Every relationship, he continued, is sustained by various grades of social virtues. These virtues are tied with strings of passionate impulse like care, affection, likeness, love, trust and confidence. Even as they seem so inextricably intertwined, they are also independent of each other.
“Therefore, when circumstances catapult a friend to the ivory tower of power, raising his social economic profile by several digits higher than your own, the wisest thing to do is to quickly cash your cheque in the vaults of your relationship and withdraw ‘trust and confidence’ out of the passionate strings of the virtues of relationship. If you invest all in a relationship but keep with you confidence and trust, you would not suffer the degree of emotional casualty in the event of any disappointment. Those who feel disappointed, betrayed, cheated and duped by people they hitherto trusted are victims of ‘trust’ and ‘confidence’ investment. Should our reporter not invested heavily in trust and confidence on his chairman friend, the fury, disillusionment and depression occasioned by his friend’s inability to meet the standard of his expectation, would not have occurred. He would have taken it mildly as some of the things that people do when they find themselves on the corridors of power.” The Editor explained.

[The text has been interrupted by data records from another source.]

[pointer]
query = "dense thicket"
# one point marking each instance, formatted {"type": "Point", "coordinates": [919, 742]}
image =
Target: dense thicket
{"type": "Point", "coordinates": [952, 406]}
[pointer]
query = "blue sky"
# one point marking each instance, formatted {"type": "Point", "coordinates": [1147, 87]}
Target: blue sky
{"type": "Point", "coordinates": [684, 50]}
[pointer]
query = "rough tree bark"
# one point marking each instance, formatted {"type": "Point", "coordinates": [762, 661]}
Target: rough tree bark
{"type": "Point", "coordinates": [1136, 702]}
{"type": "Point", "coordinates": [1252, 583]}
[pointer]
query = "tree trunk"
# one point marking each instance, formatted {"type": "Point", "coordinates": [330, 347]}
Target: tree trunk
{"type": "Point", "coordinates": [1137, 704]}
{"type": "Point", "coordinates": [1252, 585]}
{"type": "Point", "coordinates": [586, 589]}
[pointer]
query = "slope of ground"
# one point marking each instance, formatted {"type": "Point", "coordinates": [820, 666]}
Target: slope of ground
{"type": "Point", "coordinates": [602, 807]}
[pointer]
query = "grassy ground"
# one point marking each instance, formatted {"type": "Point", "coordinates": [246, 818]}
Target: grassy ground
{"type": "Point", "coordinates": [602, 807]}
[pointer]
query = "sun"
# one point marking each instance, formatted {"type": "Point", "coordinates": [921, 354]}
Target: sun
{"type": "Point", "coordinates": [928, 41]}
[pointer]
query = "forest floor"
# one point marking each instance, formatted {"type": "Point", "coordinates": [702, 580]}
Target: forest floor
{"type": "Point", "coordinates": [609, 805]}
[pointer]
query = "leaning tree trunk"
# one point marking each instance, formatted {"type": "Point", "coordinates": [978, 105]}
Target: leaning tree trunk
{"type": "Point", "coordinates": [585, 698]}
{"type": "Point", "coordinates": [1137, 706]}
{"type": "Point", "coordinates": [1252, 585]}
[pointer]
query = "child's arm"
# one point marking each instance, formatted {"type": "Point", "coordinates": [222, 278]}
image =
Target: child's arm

Explaining further, the Editor cited examples on two major historical personalities: Jesus Christ of Nazareth and Julius Ceaser of ancient Rome. Ceaser invested so much confidence and trust in his relationship with Brutus. Remember what happened at the capitol. Of all his assailants, Brutus’ stabbing was to Ceaser, the most disappointing and painful. E tu brute? Apparently, it was out of shock and disbelief over his friend’s act of betrayal that he slumped to death without attempting to fight back.
Jesus did not invest trust and confidence in his relationship with even his best of friends, the apostles. His greatest investment was love. In the last super, he said one of them was going to betray him. He was not disappointed when it came to pass. In the same vein, he rebuked Peter’s assurance that he will go with him through the predicted agonizing trials in the hands of the Jew’s leadership. “You will deny me three times before the cock crows”, he told him. This is the man that challenged the mob that came to abduct Jesus in the Garden of Gesamane. But Jesus was not carried away by his astounding military bravado.
He cited several other examples. Another, which I found interesting, is that of a British poet, Jon Clare (1793-1864). Though from a poor family background, the publication in 1820 of his first volume of poetry, Poems, Descriptive of Rural Life and Scenery, brought him fame and financial security. After the fashion for poetry with rural themes ended, John Clare was again cast into obscurity and became impoverished. See one of his lamentations arising from disappointment from friends as he captured in one of his works, “I am! Yet what I am who cares, or knows: my friends forsake me like a memory lost. I am the self-consumer of my woes; rise and vanish, an oblivious host, shadows of life, whose very soul is lost.” He wrote this in Northampton County Asylum, where he spent the last 22 years of his life.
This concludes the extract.